Yingtao-Zheng's picture
Add other files and folders, including data related, notebook, test and evaluation
24a5e7e

data_preparation/

Shared data loading, cleaning, and exploratory analysis.

1. Files

File Description
prepare_dataset.py Central data loading module used by all training scripts and notebooks
data_exploration.ipynb EDA notebook: feature distributions, class balance, correlations

2. prepare_dataset.py

Provides a consistent pipeline for loading raw .npz data from data/:

Function Purpose
load_all_pooled(model_name) Load all participants, clean, select features, concatenate
load_per_person(model_name) Load grouped by person (for LOPO cross-validation)
get_numpy_splits(model_name) Load + stratified 70/15/15 split + StandardScaler
get_dataloaders(model_name) Same as above, wrapped in PyTorch DataLoaders
_split_and_scale(features, labels, ...) Reusable split + optional scaling

Cleaning rules

  • yaw clipped to [-45, 45], pitch/roll to [-30, 30]
  • ear_left, ear_right, ear_avg clipped to [0, 0.85]

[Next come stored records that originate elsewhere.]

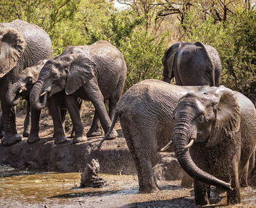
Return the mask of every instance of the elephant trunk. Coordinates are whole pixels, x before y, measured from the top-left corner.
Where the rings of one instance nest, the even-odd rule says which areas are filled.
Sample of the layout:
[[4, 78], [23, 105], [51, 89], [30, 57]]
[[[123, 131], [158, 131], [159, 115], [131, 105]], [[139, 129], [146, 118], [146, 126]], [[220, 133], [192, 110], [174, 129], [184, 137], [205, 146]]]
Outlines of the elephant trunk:
[[22, 91], [20, 91], [22, 83], [18, 81], [8, 89], [6, 94], [7, 102], [10, 106], [15, 106], [18, 104], [22, 96]]
[[189, 126], [191, 126], [191, 122], [192, 119], [186, 119], [184, 116], [182, 116], [182, 118], [178, 118], [176, 121], [172, 139], [174, 143], [174, 151], [178, 163], [192, 177], [203, 182], [224, 188], [225, 190], [232, 190], [230, 183], [222, 181], [203, 171], [192, 161], [189, 150], [185, 148], [188, 144], [188, 139], [189, 139], [188, 138], [188, 132], [190, 128]]

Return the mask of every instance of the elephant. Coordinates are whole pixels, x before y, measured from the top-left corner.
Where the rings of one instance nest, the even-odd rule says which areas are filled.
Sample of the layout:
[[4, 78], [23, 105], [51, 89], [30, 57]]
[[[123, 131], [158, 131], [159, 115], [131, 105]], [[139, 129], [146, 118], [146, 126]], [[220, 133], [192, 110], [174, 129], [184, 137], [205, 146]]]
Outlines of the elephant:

Selected features (face_orientation)

head_deviation, s_face, s_eye, h_gaze, pitch, ear_left, ear_avg, ear_right, gaze_offset, perclos

3. data_exploration.ipynb

Run from this folder or from the project root. Covers:

  1. Per-feature statistics (mean, std, min, max)
  2. Class distribution (focused vs unfocused)
  3. Feature histograms and box plots
  4. Correlation matrix

4. How to run

prepare_dataset.py is a library module, not a standalone script. You don’t run it directly; you import it from code that needs data.

From repo root:

# Optional: quick test that loading works
python -c "
from data_preparation.prepare_dataset import load_all_pooled
X, y, names = load_all_pooled('face_orientation')
print(f'Loaded {X.shape[0]} samples, {X.shape[1]} features: {names}')
"

Used by:

  • python -m models.mlp.train
  • python -m models.xgboost.train
  • notebooks/mlp.ipynb, notebooks/xgboost.ipynb
  • data_preparation/data_exploration.ipynb

5. Usage (in code)

from data_preparation.prepare_dataset import load_all_pooled, get_numpy_splits

# pooled data
X, y, names = load_all_pooled("face_orientation")

# ready-to-train splits
splits, n_features, n_classes, scaler = get_numpy_splits("face_orientation")
X_train, y_train = splits["X_train"], splits["y_train"]